Developing error tolerant workplace systems

What is error tolerance?

Error tolerance refers to the ability of a system to remain functional even after an error. In other words, it is the ability of a system, or the component therein, to continue normal operations despite the presence of erroneous inputs.

An error tolerant system is one where the results of committing errors are relatively harmless. Despite evident errors, the intended result may still be achieved with either minimal or no corrective action by the user/operator. An example of building error tolerance is the scheduled inspection and maintenance program for electrical transmission line poles. For example, allowing multiple opportunities to identify fatigue cracks, degree of pole sag etc, before they become critical.

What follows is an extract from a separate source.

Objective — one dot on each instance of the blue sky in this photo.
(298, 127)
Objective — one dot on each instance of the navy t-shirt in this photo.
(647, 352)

Individuals are amazingly error tolerant, even when physically damaged. We are extremely flexible, robust, creative, and skilled at finding explanations and meanings from partial and noisy evidence. The same properties that lead to such robustness and creativity also produce errors. The natural tendency to interpret partial information can cause operators to misinterpret system behavior in such a plausible way that the misinterpretation can be difficult to discover. Therefore, designing systems that predict and capture error; in other words that contain multiple layers of defences, are more likely to prevent accidents that result from human error.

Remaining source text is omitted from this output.